Despite the comprehensive search of the literature from electronic databases, the main limitation with this meta-analysis is the small number of included RCTs. Effect estimates of drug treatments in subgroups, categorized by tumor origin, yielded no significant results, with subgroups represented by few RCTs. These effect estimates of drug treatments may vary with more studies and thus, a greater number of patients, included. Furthermore, many others studies have published data comparing denosumab and ZA for SREs; however, the number of SREs by type, such as pathological fractures, was not described.[16,26272829] Amgen was consulted for data concerning SREs by type in one study, allowing for inclusion within the analysis.[16]

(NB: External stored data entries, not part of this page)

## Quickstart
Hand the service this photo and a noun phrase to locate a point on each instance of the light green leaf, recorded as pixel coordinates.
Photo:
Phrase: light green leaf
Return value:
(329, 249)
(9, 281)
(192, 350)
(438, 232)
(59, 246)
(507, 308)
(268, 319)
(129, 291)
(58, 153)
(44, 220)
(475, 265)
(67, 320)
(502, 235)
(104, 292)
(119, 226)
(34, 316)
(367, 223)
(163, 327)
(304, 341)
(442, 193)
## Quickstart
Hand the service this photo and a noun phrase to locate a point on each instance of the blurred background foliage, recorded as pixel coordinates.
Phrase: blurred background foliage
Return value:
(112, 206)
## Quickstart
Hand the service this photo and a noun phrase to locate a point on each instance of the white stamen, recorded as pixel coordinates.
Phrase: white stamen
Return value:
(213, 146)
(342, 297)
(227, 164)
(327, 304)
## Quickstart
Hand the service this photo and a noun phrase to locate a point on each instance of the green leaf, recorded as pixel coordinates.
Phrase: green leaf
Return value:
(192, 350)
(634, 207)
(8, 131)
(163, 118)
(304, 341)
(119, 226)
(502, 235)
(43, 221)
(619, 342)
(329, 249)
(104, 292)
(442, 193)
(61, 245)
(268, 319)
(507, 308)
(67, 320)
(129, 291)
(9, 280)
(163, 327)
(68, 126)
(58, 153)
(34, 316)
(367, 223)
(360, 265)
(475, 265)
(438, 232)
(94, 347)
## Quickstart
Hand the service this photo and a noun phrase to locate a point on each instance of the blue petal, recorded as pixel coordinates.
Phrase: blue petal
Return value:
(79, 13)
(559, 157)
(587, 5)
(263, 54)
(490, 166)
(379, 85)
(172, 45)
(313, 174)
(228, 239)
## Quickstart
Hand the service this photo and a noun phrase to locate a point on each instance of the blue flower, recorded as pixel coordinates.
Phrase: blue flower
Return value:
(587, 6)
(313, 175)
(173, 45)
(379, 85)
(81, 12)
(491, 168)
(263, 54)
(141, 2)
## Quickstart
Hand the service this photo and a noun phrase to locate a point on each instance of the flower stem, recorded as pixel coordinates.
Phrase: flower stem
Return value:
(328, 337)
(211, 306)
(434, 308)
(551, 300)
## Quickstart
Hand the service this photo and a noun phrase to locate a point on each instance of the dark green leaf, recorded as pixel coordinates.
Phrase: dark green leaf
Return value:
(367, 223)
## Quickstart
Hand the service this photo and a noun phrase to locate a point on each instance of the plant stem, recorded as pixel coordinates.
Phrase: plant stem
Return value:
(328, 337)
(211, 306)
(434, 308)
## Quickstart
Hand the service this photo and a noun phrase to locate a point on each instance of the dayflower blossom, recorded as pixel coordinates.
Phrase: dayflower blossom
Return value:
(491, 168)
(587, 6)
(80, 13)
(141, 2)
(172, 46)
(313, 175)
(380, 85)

In conclusion, bisphosphonates are currently used for main treatment to reduce the number of SREs in patients with bone metastases, which however do not come without its own side effects. An alternative, denosumab, was compared with ZA to decrease the risk of SREs. This meta-analysis shows that denosumab is better in reducing the likelihood of pathological fractures compared with ZA in patients with bone metastases. Of note, denosumab was not statistically significant compared with ZA in the reduction of pathological fractures when advanced tumors were grouped by origin. Due to the small number of RCTs included in this study, we cannot recommend the generalized use of denosumab over ZA in the reduction and prevention of pathological fractures in patients with bone metastases. Further large-scale studies are required to confirm the effectiveness of the medications to reduce pathological fractures in advanced cancers.